The answer lies not so much in Marika Vera‘s design aesthetic as in the broader social purpose of her unique label. Over the past three years, Marika has been chronicling the erotic touchstones of modern culture in her lingerie designs, blog writings and marketing materials. She’s as much an archivist, educator and activist as she is a fashion designer; her daring lingerie styles are simply one way of expressing her very libertarian take on human sexuality.
And I like to think she created the ivory bridal bondage set simply because she felt Jane Birkin deserved not to be forgotten.
In a blog post on her website, Marika calls Birkin “an icon in the bedroom”, but that hardly covers her full impact.

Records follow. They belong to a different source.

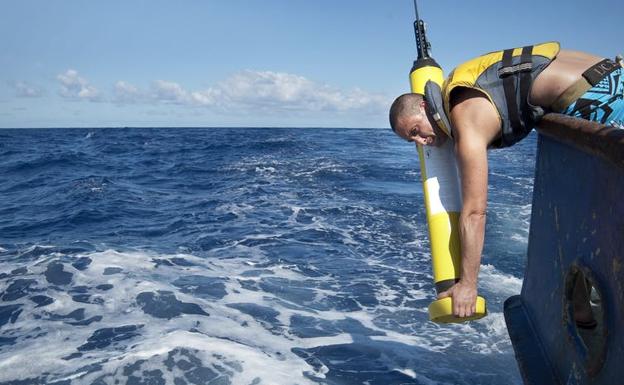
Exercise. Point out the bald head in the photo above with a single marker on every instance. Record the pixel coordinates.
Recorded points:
(404, 105)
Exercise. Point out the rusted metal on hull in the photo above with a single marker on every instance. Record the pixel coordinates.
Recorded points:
(577, 229)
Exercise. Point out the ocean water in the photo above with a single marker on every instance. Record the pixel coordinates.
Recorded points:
(240, 256)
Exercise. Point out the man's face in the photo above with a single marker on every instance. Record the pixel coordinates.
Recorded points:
(417, 128)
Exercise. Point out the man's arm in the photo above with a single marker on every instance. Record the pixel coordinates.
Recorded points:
(476, 125)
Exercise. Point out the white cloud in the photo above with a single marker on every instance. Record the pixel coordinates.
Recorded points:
(26, 90)
(258, 91)
(75, 87)
(128, 93)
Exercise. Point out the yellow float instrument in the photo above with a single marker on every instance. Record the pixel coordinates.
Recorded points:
(441, 187)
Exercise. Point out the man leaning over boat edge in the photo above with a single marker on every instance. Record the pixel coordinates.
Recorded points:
(494, 101)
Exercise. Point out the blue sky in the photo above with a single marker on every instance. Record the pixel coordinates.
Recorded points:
(78, 63)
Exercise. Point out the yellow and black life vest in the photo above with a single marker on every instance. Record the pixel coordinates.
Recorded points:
(505, 77)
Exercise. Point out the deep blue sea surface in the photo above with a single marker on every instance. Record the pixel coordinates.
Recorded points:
(239, 256)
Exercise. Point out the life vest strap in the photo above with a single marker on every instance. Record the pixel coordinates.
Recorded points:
(524, 69)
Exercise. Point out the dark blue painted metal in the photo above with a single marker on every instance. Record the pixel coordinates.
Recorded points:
(577, 224)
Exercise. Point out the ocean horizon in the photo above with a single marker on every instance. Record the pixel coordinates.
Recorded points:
(240, 255)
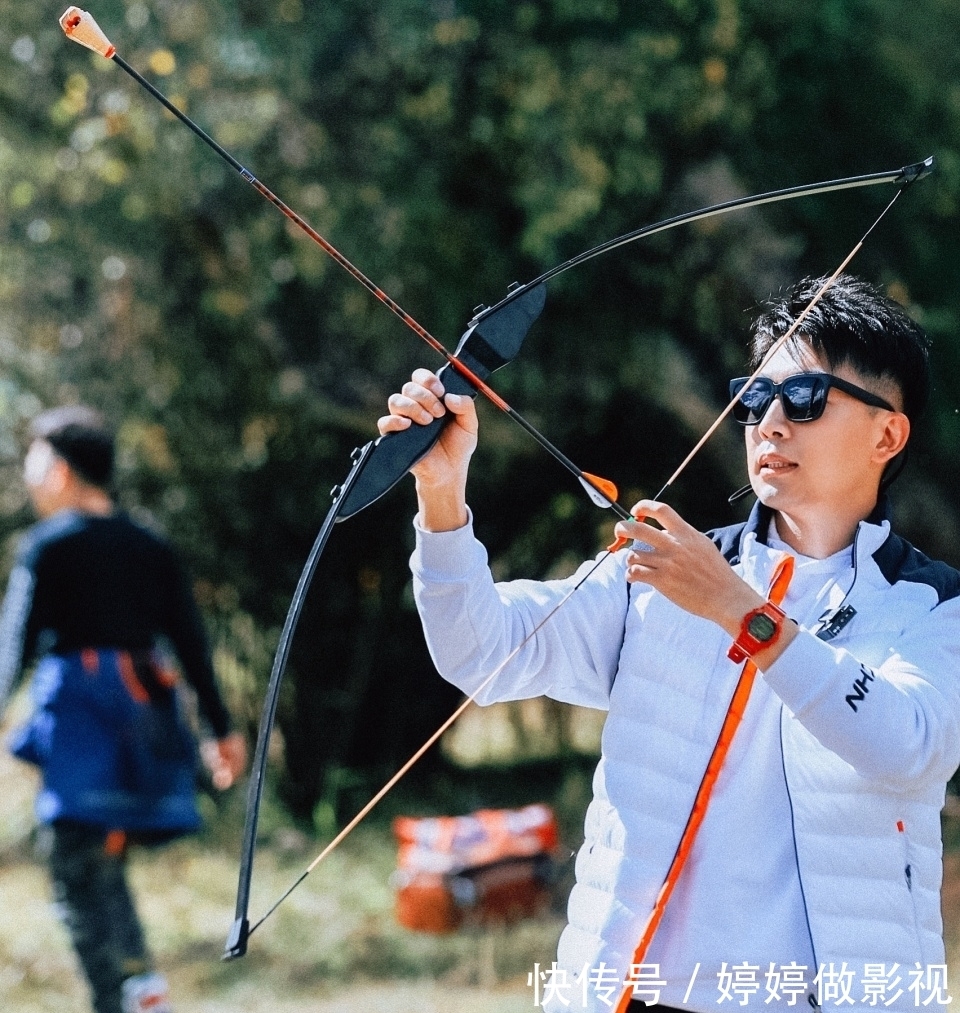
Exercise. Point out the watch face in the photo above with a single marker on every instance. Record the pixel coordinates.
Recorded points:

Slightly androgynous, sexually ambiguous and totally uninhibited, Birkin is credited with doing the first full-frontal nudity in mainstream cinema in Antonioni’s Blow-Up in 1966. But she’s best known for her all-consuming romance with French composer Serge Gainsbourg (above) and as the breathy voice in that song.
Released in 1969, Je t’Aime … Moi Non Plus featured a melody that seemed pulled from heaven itself and a background track of Birkin’s orgasmic moans. It gave censors fits everywhere, was heavily edited to dampen its erotic pulse, and may, ultimately, be the most talked-about song in modern history. A few years later, Birkin and Gainsbourg upped the ante with a nude bondage-flavored photoshoot in Lui magazine; even 40 years later, in a world where “selfies” and home sex tapes are boringly commonplace, the Birkin-Gainsbourg photos have lost none of their phenomenal sexual potency.
For middle-aged guys (like me) who came of age in the early 1970s, Jane Birkin was much more than just a celebrity girlfriend or scandalous headline-hunter. She represented a new kind of woman, in the tradition of Isadora or Mae West or Josephine Baker, a fearless sexual expressionist who felt unconstrained by … anything.
I recall clearly that when Je t’Aime … finally fought its way onto North American airwaves, the world stopped every time it aired as people leaned in to listen closely to Jane’s and Serge’s amours. Je t’Aime … was like a sex education course in three minutes, and a thrilling antidote to the sanitized, air-brushed versions of sexuality that we were fed by contemporary media culture. Like everyone else I knew, I heard that song thousands of times but never dared buy it in case my parents found out!
Jane Birkin isn’t usually considered a feminist standard-bearer, but perhaps she should be. She was one of a handful of artists in the 1970s who dragged eros into the mainstream, challenging censorship laws and compelling people to confront the raw beauty of their passions. In fact, it’s not a stretch to say that boundary-pushing adventurers like Marika Vera (and many others in the lingerie industry) are the direct descendants of Birkin’s tribe.
An “icon in the bedroom”? Perhaps, but an icon of liberation too.
And while she may be best known for her sexual adventures, Birkin also taught us a lot about real amour. Her incendiary romance with Gainsbourg eventually burned itself out after a dozen years (and one child, the superb actress-singer Charlotte Gainsbourg), but Birkin is still active today — recording and performing her deceased lover’s song catalogue, committed to keeping his musical legacy alive. If that isn’t love, what is?
Below are images from the rest of Marika Vera’s bridal line, featuring visually arresting styles named after Grace Kelly, Ava Gardner, Jackie O, Jagger (Mick or Georgia May?), Sophia Loren, Mexican pop star Selena and the enigmatic “Sam” negligee (which I am guessing is named for Coco De Mer founder Sam Roddick).
We should all live so boldly as to earn such a tribute.